Significant differences in the expression levels of the hub genes were observed between these two subtypes (Figures 5C, D). Specifically, compared to Cluster B, Cluster A exhibited significantly lower expression of LPL (P<0.01) and lower expression of BCAM. Conversely, Cluster A showed significantly higher expression of SERPINE2 (p<0.01), higher expression of GCNT3, and significantly higher expression of CTNNBIP1 (p<0.001) compared to Cluster B.

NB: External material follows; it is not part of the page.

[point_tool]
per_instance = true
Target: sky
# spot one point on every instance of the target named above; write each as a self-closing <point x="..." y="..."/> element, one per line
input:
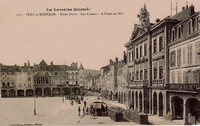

Immune cell infiltration assessment

To evaluate the immune microenvironment, the proportions of 22 types of immune cells in DKD patient and healthy control samples were estimated using the CIBERSORT algorithm based on the overall gene expression profiles from the training dataset. The analysis revealed distinct immune cell composition profiles between the groups (Figure 6A). Comparing the estimated immune cell proportions between the DKD group and the healthy control group, significant alterations in several immune cell subsets were observed (Figure 6B). Notably, DKD patients exhibited significantly increased proportions of M1 macrophages, naïve CD4 T cells, and gamma delta T cells compared to controls, suggesting a shift towards a pro-inflammatory immune microenvironment in DKD.

Figure 6
(A) Stacked bar chart showing cell proportion distribution among various cell types, each represented by a distinct color. (B) Box plots comparing cell composition across groups: control and DKD, with varied significance levels. (C) Heatmap displaying correlation coefficients between cell types and genes like LPL, BCAM, and others, with significance denoted by asterisks.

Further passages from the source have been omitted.